Using a built-in sensor, your smartphone can soon tell when you've had too much to drink by detecting changes in the way you walk, reveal researchers.
They envisioned that in the next couple of years, people would go out with friends and drink at risky levels, get an alert at the first sign of impairment and are sent strategies via their devices "to help them stop drinking and protect them from high-risk events".
According to the study published in the Journal of Studies on Alcohol and Drugs, having real-time information about alcohol intoxication could be important for helping people reduce alcohol consumption, preventing drinking and driving.
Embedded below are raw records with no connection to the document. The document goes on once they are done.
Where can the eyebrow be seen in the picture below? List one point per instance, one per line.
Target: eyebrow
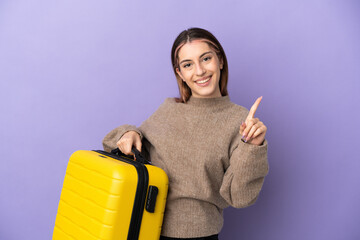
(187, 60)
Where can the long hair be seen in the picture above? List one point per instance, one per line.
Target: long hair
(198, 34)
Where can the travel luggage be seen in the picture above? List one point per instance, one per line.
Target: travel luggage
(111, 196)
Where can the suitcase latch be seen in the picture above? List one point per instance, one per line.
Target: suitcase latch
(151, 199)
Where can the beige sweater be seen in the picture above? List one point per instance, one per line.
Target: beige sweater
(209, 167)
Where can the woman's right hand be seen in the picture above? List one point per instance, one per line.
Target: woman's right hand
(129, 139)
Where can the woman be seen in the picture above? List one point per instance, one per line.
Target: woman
(214, 151)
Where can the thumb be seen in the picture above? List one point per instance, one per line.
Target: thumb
(138, 144)
(242, 128)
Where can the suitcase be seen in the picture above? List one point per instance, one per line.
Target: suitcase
(111, 196)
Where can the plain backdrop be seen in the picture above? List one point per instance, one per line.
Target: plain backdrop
(70, 71)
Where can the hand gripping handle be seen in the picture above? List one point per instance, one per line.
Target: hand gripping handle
(138, 156)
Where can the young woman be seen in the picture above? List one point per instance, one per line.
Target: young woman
(214, 151)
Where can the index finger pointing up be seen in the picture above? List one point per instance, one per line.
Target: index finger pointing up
(254, 108)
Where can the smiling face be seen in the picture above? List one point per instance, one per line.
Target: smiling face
(199, 67)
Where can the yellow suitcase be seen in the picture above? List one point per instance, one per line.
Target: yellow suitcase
(108, 196)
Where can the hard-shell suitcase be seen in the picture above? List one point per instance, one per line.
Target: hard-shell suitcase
(108, 196)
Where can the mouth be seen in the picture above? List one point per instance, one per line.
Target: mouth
(203, 81)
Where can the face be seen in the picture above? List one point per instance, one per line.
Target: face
(200, 68)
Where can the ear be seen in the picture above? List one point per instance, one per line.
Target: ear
(179, 74)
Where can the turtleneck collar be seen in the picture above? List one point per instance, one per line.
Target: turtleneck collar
(208, 102)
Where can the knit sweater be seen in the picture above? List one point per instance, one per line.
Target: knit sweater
(209, 167)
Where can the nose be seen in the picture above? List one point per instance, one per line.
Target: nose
(200, 70)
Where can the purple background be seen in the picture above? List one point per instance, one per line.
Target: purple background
(70, 71)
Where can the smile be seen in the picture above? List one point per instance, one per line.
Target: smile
(204, 80)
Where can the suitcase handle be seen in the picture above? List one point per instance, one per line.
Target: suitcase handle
(138, 156)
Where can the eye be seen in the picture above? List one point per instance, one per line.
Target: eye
(186, 65)
(208, 58)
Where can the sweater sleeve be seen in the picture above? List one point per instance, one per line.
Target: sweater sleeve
(245, 175)
(110, 140)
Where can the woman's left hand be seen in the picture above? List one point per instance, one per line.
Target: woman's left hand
(253, 130)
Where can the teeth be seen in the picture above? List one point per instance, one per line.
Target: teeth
(203, 81)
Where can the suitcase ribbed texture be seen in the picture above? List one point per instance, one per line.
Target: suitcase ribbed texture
(98, 196)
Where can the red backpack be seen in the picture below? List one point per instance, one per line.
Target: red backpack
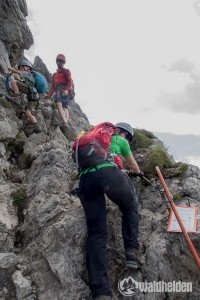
(92, 148)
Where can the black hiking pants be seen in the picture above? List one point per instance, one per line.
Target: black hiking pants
(93, 185)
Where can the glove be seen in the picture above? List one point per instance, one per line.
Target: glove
(141, 174)
(131, 173)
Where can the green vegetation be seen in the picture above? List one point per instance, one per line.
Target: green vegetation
(18, 196)
(180, 170)
(177, 196)
(158, 157)
(142, 139)
(16, 145)
(26, 161)
(53, 106)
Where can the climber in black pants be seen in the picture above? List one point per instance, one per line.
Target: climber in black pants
(107, 179)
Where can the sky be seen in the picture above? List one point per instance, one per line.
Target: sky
(136, 61)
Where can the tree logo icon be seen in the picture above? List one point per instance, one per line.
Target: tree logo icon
(127, 286)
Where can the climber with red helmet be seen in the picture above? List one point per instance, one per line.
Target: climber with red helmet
(60, 89)
(95, 182)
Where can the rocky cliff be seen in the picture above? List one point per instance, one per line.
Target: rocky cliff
(42, 226)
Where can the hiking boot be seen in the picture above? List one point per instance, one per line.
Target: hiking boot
(14, 99)
(66, 126)
(37, 128)
(103, 297)
(132, 258)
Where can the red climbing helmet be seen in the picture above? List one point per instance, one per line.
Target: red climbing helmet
(61, 57)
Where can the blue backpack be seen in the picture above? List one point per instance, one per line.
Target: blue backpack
(41, 84)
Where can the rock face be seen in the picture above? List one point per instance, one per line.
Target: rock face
(42, 226)
(41, 67)
(15, 35)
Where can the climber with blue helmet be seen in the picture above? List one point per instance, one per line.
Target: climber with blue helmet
(61, 87)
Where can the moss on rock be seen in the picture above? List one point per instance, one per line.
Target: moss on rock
(18, 196)
(158, 157)
(143, 139)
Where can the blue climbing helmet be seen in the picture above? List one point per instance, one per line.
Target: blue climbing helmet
(126, 127)
(25, 62)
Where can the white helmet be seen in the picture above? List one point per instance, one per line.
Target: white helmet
(126, 127)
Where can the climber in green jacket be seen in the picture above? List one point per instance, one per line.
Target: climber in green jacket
(95, 182)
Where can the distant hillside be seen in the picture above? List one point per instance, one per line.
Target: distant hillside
(185, 146)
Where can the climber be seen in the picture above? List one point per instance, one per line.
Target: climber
(61, 88)
(108, 179)
(24, 84)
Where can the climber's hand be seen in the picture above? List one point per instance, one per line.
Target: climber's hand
(141, 174)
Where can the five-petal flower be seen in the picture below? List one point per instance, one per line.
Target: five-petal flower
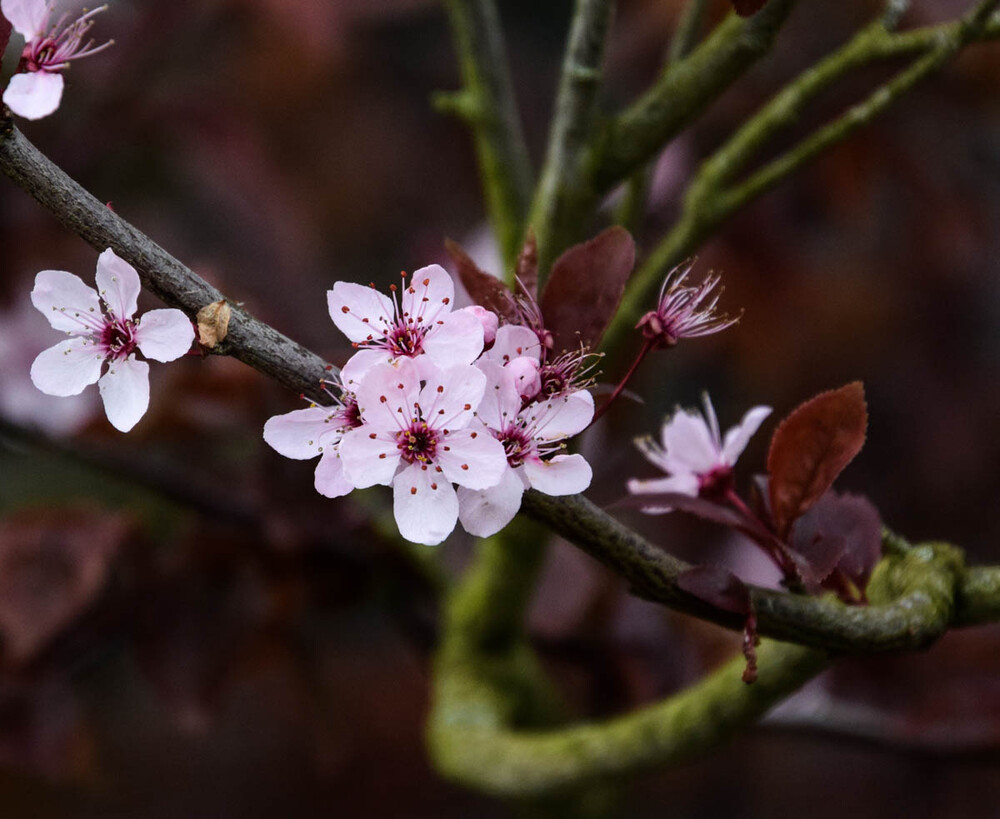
(101, 331)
"We have powerful sensors we carry around with us wherever we go. We need to learn how to use them to best serve public health," said Brian Suffoletto from Stanford University, who conducted the research while at the University of Pittsburgh in the US.
For the results, the research team recruited 22 adults aged 21-43.
Volunteers came to a lab and received a mixed drink with enough vodka to produce a breath alcohol concentration of 0.20 per cent. They had one hour to finish the alcohol.
The participants had their breath alcohol concentration analysed and performed a walking task.
For this task, researchers placed a smartphone on each participant's lower back, secured with an elastic belt. Participants walked a straight line for 10 steps, turned around, and walked back 10 steps.
About 90 per cent of the time, the researchers were able to use changes in gait to identify when participants' breath alcohol concentration exceeded 0.08 per cent, the legal limit for driving in the US.
"This lab study shows that our phones can be useful to identify 'signatures' of functional impairments related to alcohol," Suffoletto said.
Although placing the smartphone on the lower back does not reflect how people carry their cell phones in real life, the research group plans to conduct additional research while people carry phones in their hands and in their pockets.
The researchers also wrote that this is a "proof-of-concept study" that provides a foundation for future research on using smartphones to remotely detect alcohol-related impairments.